From: Thomas Evangelidis (tevang3_at_gmail.com)
Date: Thu Jun 19 2014 - 02:38:50 CDT
If you have trajectories of the two monomers in isolation you may want to
consider MM/PBSA which is more accurate than plain interaction energy, as
it also considers the desolvation penalty of dimer formation.

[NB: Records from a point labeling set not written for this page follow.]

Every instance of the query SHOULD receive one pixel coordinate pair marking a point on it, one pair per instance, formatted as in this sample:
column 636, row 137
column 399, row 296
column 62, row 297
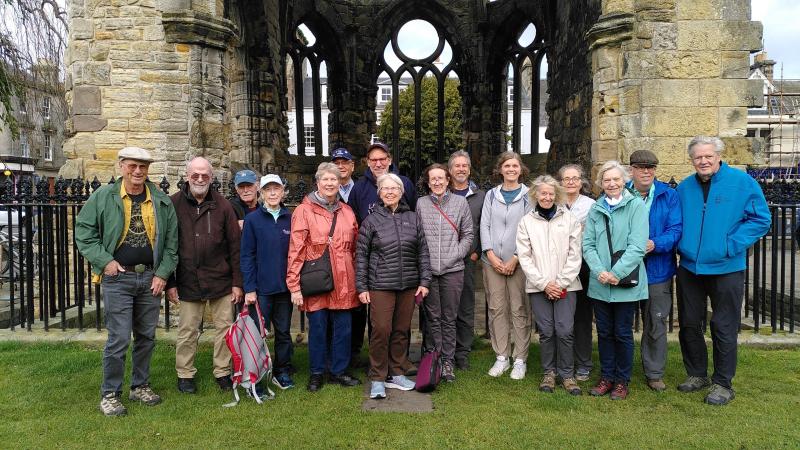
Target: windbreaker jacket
column 99, row 227
column 666, row 224
column 364, row 195
column 499, row 222
column 550, row 250
column 629, row 228
column 311, row 223
column 265, row 249
column 208, row 253
column 446, row 246
column 392, row 254
column 717, row 233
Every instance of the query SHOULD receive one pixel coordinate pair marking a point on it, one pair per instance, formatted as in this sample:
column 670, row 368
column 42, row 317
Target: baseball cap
column 136, row 153
column 270, row 178
column 644, row 158
column 341, row 153
column 245, row 176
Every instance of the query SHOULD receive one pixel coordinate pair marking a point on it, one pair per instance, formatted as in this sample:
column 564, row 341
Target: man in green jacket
column 129, row 233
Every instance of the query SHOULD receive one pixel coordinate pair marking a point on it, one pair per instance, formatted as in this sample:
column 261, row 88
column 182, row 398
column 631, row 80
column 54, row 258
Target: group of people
column 551, row 256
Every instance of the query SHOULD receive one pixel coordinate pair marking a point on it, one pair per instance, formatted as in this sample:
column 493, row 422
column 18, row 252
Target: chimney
column 761, row 61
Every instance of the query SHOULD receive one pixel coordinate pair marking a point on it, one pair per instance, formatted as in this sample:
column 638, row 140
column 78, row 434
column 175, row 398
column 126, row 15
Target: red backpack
column 251, row 358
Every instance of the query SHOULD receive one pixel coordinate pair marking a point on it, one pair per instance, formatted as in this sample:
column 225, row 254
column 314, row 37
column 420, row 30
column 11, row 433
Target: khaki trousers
column 191, row 314
column 508, row 312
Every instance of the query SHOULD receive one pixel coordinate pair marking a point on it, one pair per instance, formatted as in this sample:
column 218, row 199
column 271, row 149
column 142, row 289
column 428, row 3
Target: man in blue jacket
column 363, row 197
column 724, row 213
column 665, row 230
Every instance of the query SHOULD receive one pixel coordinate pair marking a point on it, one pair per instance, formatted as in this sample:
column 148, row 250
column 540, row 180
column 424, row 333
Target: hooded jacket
column 311, row 223
column 550, row 250
column 364, row 195
column 447, row 246
column 209, row 243
column 718, row 232
column 265, row 248
column 392, row 254
column 629, row 228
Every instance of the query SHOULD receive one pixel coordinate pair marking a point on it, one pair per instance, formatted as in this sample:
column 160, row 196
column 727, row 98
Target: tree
column 453, row 134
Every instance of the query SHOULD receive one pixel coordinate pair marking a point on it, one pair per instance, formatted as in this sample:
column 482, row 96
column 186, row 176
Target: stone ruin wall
column 182, row 78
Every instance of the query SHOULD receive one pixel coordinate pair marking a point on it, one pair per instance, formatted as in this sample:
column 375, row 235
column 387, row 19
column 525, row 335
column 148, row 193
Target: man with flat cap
column 666, row 224
column 129, row 233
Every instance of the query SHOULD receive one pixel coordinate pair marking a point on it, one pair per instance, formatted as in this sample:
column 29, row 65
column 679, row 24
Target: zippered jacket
column 717, row 233
column 99, row 227
column 499, row 222
column 447, row 246
column 392, row 254
column 629, row 228
column 210, row 241
column 666, row 224
column 265, row 249
column 550, row 250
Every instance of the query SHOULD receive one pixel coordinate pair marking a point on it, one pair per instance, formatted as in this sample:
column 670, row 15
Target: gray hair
column 719, row 146
column 326, row 167
column 458, row 154
column 390, row 177
column 611, row 165
column 547, row 180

On 18 June 2014 20:59, Fotis Baltoumas <fbaltoumas_at_biol.uoa.gr> wrote:
> Dear NAMD users,
>
> Having performed a number of MD simulations on protein-protein complexes
> with NAMD, I am currently attempting an evaluation of interaction energy
> values with VMD's NAMD Energy plugin. In my simulations I defined periodic
> boundary conditions and used the Particle Mesh Ewald method for full
> electrostatics.
> My question is: should I also use PME in the calculation of electrostatic
> interaction energy, or should I use the default settings, and calculate
> with Coulomb's law and the defined cutoff? I have attempted both and,
> although for some complexes the results are similar, in other cases the
> changes are dramatic. For one particular example the results are:
> Electrostatics without PME: -26.22 kcal/mol (Std. Dev.=10.16)
> Electrostatics with PME: -204.58 kcal/mol (Std. Dev.=10.53)
> In your opinion, which value should I trust as "biologically relevant"?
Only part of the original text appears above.